Anyway, I wrote this all up for my academic blog, and there has been discussion on bluesky about hoaxes and fakes and also I introduced the topic of people being misled by fictional pastiches that were not meant to mislead (or at least, like 'Cleone Knox''s work, have long been known to be made up).
(Ern Malley complicates this like whoa, since it has been claimed that the authors of the hoax actually produced SRS surrealist poetry whether they meant to or not.)
And as a scholar and an archivist I am against hoaxes and fakes and people inserting false documents into archives and so on -
- but I still have the occasional qualm that some naive reader will not read the disclosure of the real origin story right at the back of the volumes and think that the Journals of Mme C-, subsequently Lady B-, actually exist.
Dr rdrz may have noticed that (in spite of the FAIL at getting to the Birmingham workshop in early May) I have gradually been Getting Out Into the World beyond health-related appointments and walks in the local parks.
Am still being possibly unwontedly cautious.
But, anyway, on Saturday went to a BBQ in coughingbear and
hano's garden - slightly earlier this year than the usual Mahv'll'ss Pahti of the summer - and it was lovely to see them and other friends after so long being A Hermit.
Still (as found at conference the other week) having issues adjusting to the hearing aids - when there are several conversations happening - I think this possibly depends a bit on where I am positioned in relation to them - a distinct sense of (very dating reference) trying to tune in radio and getting two or more overlapping stations.
But on the whole was, I think, Coping.
This week's bread: a Standen loaf, 4:1 Strong Brown/buckwheat flour, with maple syrup (last drain from bottle) instead of honey and Rayner's Malt Extract.
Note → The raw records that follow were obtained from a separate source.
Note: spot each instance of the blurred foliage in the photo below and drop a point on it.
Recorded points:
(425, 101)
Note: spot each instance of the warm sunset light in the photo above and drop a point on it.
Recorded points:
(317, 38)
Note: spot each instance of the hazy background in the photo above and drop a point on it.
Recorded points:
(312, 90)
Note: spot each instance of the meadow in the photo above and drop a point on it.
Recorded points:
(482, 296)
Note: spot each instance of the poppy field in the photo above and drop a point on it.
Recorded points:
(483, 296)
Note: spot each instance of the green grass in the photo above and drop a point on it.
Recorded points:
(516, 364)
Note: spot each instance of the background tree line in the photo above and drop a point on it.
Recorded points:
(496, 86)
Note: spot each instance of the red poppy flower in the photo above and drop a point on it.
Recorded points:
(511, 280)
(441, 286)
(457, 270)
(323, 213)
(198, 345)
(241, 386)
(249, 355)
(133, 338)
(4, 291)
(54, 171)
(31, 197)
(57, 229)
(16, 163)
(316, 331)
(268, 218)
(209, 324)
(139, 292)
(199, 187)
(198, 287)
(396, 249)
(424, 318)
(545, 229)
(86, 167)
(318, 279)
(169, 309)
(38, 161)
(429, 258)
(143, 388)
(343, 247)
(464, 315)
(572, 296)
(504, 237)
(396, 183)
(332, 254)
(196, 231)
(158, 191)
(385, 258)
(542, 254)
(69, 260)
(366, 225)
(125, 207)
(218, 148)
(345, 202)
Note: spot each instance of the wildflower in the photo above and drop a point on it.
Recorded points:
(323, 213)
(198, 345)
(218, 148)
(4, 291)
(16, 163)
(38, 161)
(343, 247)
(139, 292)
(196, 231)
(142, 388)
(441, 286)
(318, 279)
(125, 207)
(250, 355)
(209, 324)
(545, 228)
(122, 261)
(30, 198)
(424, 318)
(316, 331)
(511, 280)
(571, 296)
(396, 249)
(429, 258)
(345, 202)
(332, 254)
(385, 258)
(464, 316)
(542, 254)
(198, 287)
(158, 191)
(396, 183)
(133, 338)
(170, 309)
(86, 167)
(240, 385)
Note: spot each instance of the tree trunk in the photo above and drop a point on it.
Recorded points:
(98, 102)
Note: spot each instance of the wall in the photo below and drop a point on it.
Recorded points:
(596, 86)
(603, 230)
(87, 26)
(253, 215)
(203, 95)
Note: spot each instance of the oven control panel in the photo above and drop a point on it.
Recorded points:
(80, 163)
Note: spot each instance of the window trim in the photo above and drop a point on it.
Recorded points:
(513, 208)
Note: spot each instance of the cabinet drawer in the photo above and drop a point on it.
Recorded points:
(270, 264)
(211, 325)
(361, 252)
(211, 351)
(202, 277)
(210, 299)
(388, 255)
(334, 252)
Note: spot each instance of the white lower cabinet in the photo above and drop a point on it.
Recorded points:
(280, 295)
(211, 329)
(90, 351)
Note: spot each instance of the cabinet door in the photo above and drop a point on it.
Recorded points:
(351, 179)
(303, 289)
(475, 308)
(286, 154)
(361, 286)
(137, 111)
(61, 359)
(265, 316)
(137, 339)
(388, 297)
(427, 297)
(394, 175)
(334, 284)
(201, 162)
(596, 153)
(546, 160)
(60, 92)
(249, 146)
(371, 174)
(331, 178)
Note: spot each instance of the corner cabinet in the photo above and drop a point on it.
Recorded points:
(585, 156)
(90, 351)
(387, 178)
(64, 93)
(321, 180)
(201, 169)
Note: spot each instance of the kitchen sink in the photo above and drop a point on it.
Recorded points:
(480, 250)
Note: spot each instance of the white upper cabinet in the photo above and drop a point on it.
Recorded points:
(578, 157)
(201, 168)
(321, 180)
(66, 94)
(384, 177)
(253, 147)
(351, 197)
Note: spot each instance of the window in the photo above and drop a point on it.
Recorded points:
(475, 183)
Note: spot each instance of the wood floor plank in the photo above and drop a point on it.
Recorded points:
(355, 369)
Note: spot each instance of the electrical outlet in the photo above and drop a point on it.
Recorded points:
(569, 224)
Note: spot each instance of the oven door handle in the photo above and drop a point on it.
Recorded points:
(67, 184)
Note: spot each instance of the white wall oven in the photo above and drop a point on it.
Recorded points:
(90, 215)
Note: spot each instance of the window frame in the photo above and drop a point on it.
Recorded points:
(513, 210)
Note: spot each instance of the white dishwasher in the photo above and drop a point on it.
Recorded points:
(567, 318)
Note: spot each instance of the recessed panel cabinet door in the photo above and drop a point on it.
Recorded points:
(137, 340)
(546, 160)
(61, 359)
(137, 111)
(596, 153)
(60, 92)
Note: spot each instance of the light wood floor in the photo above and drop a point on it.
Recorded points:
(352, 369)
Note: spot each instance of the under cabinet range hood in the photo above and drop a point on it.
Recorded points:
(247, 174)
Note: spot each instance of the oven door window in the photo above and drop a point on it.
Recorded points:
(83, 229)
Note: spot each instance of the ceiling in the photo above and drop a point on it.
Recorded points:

V nice.
During the course of the week I made Famous Aubergine Dip to take to a BBQ.
Saturday breakfast rolls: adaptable soft rolls recipe: approx 70/30% wholemeal/white spelt flour, Rayner's Malt Extract, dried cranberries, not bad.
Also made foccacia to take to BBQ.
Today's lunch: sweet potato gratin with black olive tapenade (as there were sweet potatoes left over from last week), served with warm green bean and fennel salad (I did use tarragon vinegar but I think this had rather lost its oomph) and baby green pak choi stirfried with garlic.